This experiment as well as those in the following Sect. 3.4 are carried out based on a self-composed dataset that consists of multiple community models: A skull [24], a helmet [25], and stone pebbles in a wooden box [26]. An example image is shown in the fourth column of Fig. 3. This dataset is inspired from the reconstruction of fossils and skeletons in natural history museums. These situations are often prone to insufficient lighting and weak texture.

This experiment investigates the influence of estimating the principal point on the position accuracy of SfM. We measured the principal point of a Canon EOS 400D to be offset from the image center by about 39 pixels (\(1\,\%\) of the image width). In [8] an offset of about 23 pixels (\(0.74\,\%\) of width) is reported, while [7] states an offset of about 57 pixels (\(3.56\,\%\) of width) for the left camera and about 25 pixels (\(1.56\,\%\) of width) for the right camera. Although a shift of \(1\,\%\) of the image width seems realistic, several SfM pipelines (e.g. VSFM) do not allow an estimation of the principal point.

We rendered datasets with no shift, a shift of 16.4 pixels (\(0.82\,\%\) of width), and 21.3 pixels (\(1.1\,\%\) of width).

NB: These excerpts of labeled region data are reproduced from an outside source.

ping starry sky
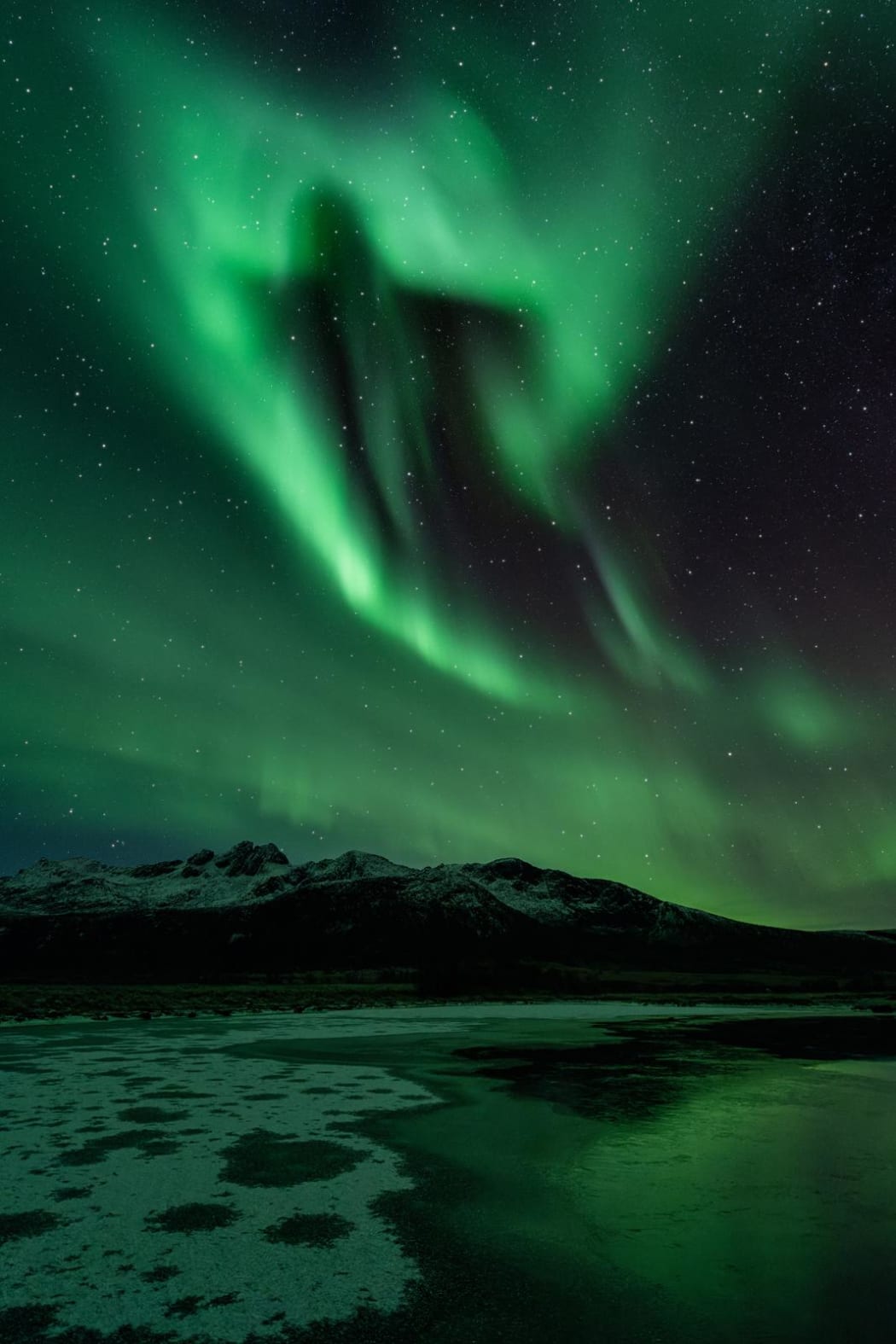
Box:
[0,0,896,928]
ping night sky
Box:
[0,0,896,928]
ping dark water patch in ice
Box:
[166,1295,203,1318]
[147,1203,239,1232]
[119,1106,189,1125]
[56,1129,180,1167]
[220,1129,361,1187]
[0,1208,63,1246]
[52,1185,93,1204]
[0,1302,59,1344]
[141,1087,213,1101]
[140,1265,180,1283]
[265,1213,352,1246]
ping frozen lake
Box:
[0,1003,896,1344]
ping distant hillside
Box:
[0,840,896,982]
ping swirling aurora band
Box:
[3,0,896,923]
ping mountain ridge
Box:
[0,840,896,977]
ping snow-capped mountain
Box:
[0,840,896,979]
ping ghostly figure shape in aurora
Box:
[3,0,896,916]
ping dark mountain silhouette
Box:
[0,840,896,982]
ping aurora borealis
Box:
[0,0,896,928]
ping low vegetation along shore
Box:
[0,968,896,1021]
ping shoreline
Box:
[0,984,896,1026]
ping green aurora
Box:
[0,0,896,926]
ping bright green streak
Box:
[0,0,896,923]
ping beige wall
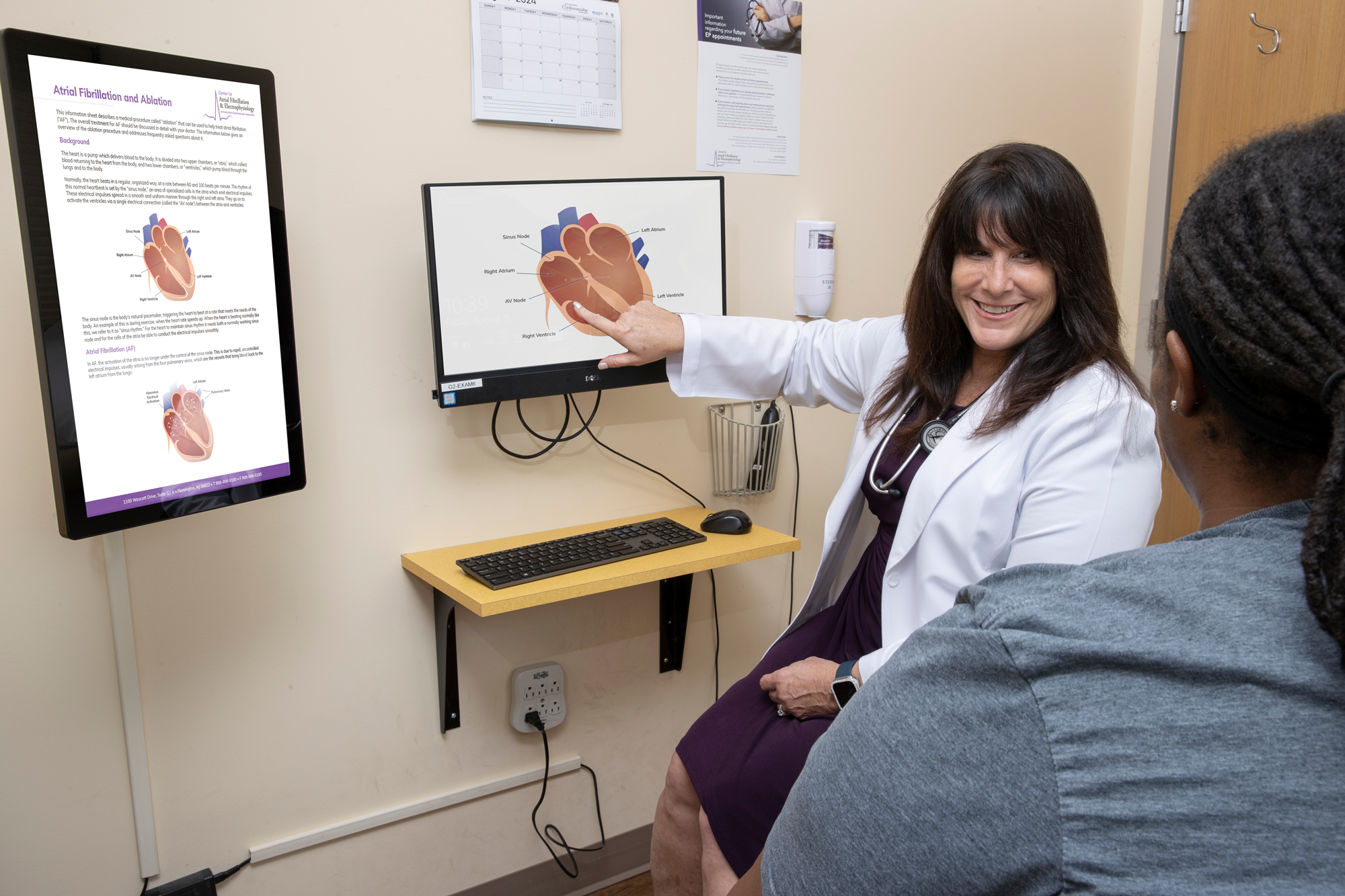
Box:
[0,0,1163,896]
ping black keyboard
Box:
[457,517,706,589]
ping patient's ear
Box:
[1167,329,1209,417]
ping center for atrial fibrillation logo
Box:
[537,208,654,336]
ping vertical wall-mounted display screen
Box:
[4,31,304,537]
[424,176,725,406]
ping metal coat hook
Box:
[1252,12,1279,56]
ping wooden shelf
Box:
[402,507,800,616]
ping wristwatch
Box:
[831,659,859,709]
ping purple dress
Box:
[677,406,960,877]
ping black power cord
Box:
[523,710,607,877]
[140,856,252,896]
[213,856,252,884]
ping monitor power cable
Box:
[523,710,607,877]
[140,856,252,896]
[491,389,721,699]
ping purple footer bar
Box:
[85,463,289,517]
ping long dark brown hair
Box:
[865,142,1146,446]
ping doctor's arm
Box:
[576,301,901,413]
[1005,393,1162,567]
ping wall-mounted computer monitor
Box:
[0,30,304,538]
[422,176,726,407]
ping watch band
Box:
[831,659,859,709]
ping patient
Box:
[726,116,1345,896]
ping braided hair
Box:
[1163,114,1345,663]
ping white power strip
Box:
[508,663,565,735]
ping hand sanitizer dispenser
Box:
[794,220,837,317]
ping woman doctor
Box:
[578,144,1161,893]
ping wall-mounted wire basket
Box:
[710,401,784,497]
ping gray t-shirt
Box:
[761,502,1345,896]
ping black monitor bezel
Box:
[0,28,307,538]
[421,175,729,407]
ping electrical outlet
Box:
[508,663,565,735]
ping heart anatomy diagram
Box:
[141,215,196,301]
[163,386,215,463]
[537,208,654,336]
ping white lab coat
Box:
[667,315,1162,678]
[746,0,803,51]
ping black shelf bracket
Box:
[434,573,691,733]
[659,573,691,673]
[434,588,463,735]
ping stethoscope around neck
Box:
[869,389,990,498]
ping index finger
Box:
[570,301,621,341]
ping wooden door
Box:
[1149,0,1345,545]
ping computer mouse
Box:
[701,510,752,536]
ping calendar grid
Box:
[479,1,619,99]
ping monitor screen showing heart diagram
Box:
[429,179,724,375]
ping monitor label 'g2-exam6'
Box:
[30,56,289,517]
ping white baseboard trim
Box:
[249,756,588,860]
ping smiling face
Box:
[952,227,1056,352]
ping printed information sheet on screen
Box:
[30,56,289,517]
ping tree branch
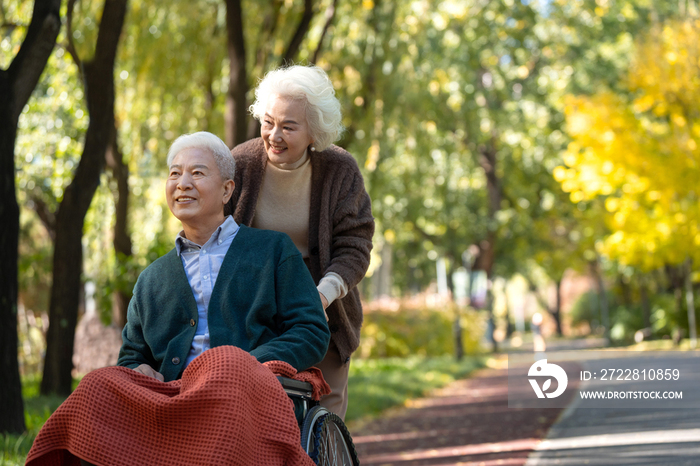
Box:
[8,0,61,122]
[311,0,338,64]
[30,194,56,242]
[281,0,314,65]
[65,0,84,73]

The results in Table 1 show that the impact is severe, especially considering that only camera position and not rotation is evaluated: The positioning error increased from 0.093 mm to 0.527 mm for VSFM but stayed nearly constant for the custom pipeline which does estimate the principal point.

Table 1. Camera position errors for shifts in the principal point. For reference, the impact of the calibration errors on the precision of the dense reconstruction is also shown. All numbers in \(\upmu \mathrm{m}\).
Table 2. Precision and completeness for the full amount and quarter amount of texture and various noise amounts. All numbers in \(\upmu \mathrm{m}\).

3.4 Surface Texture vs. JPG Compression or Noise

MVS methods require surface texture for an accurate reconstruction. This texture, however, can be weak or hidden by noise or compression artifacts [27]. In the following experiment, we modify the amount of texture on the skull and pitch the 100 % texture and the 25 % texture against JPG compression artifacts at 80 % quality as well as synthetic ISO 1600 sensor noise. The impact of JPG compression can be seen visually in the left half of Fig. 8. The distances are again color coded with blue corresponding to 1 mm. The right half of Fig. 8 shows the impact of ISO 1600 sensor noise with the same color coding. The average precision and completeness for each case is compiled into Table 2. It is noteworthy, that weak texture of its own is not truly a problem. Rather the relation between texture and noise, the “signal-to-noise-ratio”, dictates the precision and completeness of the reconstruction [27]. The reduction of the texture to one quarter of its original strength results in a minor reduction of quality. Only in combination with strong compression or sensor noise does the quality decrease, for the latter quite significantly.

Fig. 8.
figure 8

Reduction of texture on a surface. Top row: Full texture. Bottom: 25 % texture. From left to right: Image at \(100\,\%\) JPG quality, Precision at \(100\,\%\) and \(80\,\%\) JPG quality, respectively, Precision without noise, Precision with synthetic ISO 1600 noise, Completeness with synthetic ISO 1600 noise.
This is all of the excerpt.